You Only Hypothesize Once: Point Cloud Registration with Rotation-equivariant Descriptors

ACM MM 2022

Haiping Wang¹, Yuan Liu^,2, Zhen Dong^†,1, Wenping Wang³
¹Wuhan University ²The University of Hong Kong ³Texas A&M University ^The first two authors contribute equally. ^†Corresponding authors.

Paper

Code

Extension to TPAMI

Abstract

In this paper, we propose a novel local descriptor-based framework, called You Only Hypothesize Once (YOHO), for the registration of two unaligned point clouds. In contrast to most existing local descriptors which rely on a fragile local reference frame to gain rotation invariance, the proposed descriptor achieves the rotation invariance by recent technologies of group equivariant feature learning, which brings more robustness to point density and noise. Meanwhile, the descriptor in YOHO also has a rotation-equivariant part, which enables us to estimate the registration from just one correspondence hypothesis. Such property reduces the searching space for feasible transformations, thus greatly improving both the accuracy and the efficiency of YOHO. Extensive experiments show that YOHO achieves superior performances with much fewer needed RANSAC iterations on four widely-used datasets, the 3DMatch/3DLoMatch datasets, the ETH dataset and the WHU-TLS dataset.
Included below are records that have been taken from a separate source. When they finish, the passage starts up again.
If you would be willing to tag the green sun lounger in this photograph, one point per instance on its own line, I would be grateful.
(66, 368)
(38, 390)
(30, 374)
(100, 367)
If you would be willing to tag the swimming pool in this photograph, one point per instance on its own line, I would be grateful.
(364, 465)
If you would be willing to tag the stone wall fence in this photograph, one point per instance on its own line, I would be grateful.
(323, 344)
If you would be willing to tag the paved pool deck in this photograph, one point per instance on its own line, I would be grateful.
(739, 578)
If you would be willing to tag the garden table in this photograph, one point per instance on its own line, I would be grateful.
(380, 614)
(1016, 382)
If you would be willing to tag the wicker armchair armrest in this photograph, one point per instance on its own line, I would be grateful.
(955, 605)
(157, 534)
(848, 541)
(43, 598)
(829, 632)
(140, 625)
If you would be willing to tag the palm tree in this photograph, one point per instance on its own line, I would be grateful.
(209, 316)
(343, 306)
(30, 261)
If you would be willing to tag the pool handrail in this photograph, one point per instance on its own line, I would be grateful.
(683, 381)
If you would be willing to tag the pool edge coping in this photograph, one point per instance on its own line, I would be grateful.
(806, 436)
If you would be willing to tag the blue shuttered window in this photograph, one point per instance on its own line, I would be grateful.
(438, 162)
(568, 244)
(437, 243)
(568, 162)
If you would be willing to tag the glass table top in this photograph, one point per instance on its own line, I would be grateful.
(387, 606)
Fig.1. (a) The key idea of YOHO is to utilize orientations of local patches to find the global alignment of partial scans. (b) YOHO is able to automatically integrate partial scans into a completed scene, even these partial scans contain lots of noise and significant point density variations. (c) A figure of successful registration rate and average time cost to align a scan pair on the 3DMatch/3DLoMatch dataset. YOHO is more efficient and accurate than previous methods.

Quantative Results

Indoor: 3DMatch/3DLoMatch; Outdoor: ETH/WHU-TLS

Fig.2. Quantative results of YOHO trained on 3DMatch-train (Indoor). (a) Comparison with feature-based methods on the indoor 3DMatch/3DLoMatch datasets. (b) Comparison with direct registration methods on 3DMatch/3DLoMatch. (c) Time consuming on 3DMatch/3DLoMatch. (d/e) Direct generaliztion to outdoor ETH dataset. (f) Direct generaliztion to outdoor WHU-TLS dataset. It can be observed that YOHO consistently achieves SOTA performances with less time consuming.

Evaluation on rotation-invariant/equivariant parts of YOHO descriptors

Fig.3. (a) The rotation invariant part of YOHO-Desc is more robust to sampling and noise. (b) The usage of rotation equivariant part of YOHO-Desc brings much faster convergence in RANSAC.

Qualitative Results

Example results on 3DMatch/3DLoMatch/ETH

Fig.4. (Left) Qualitative comparison with baselines. (Right) Completed scenes by YOHO and some input partial scans.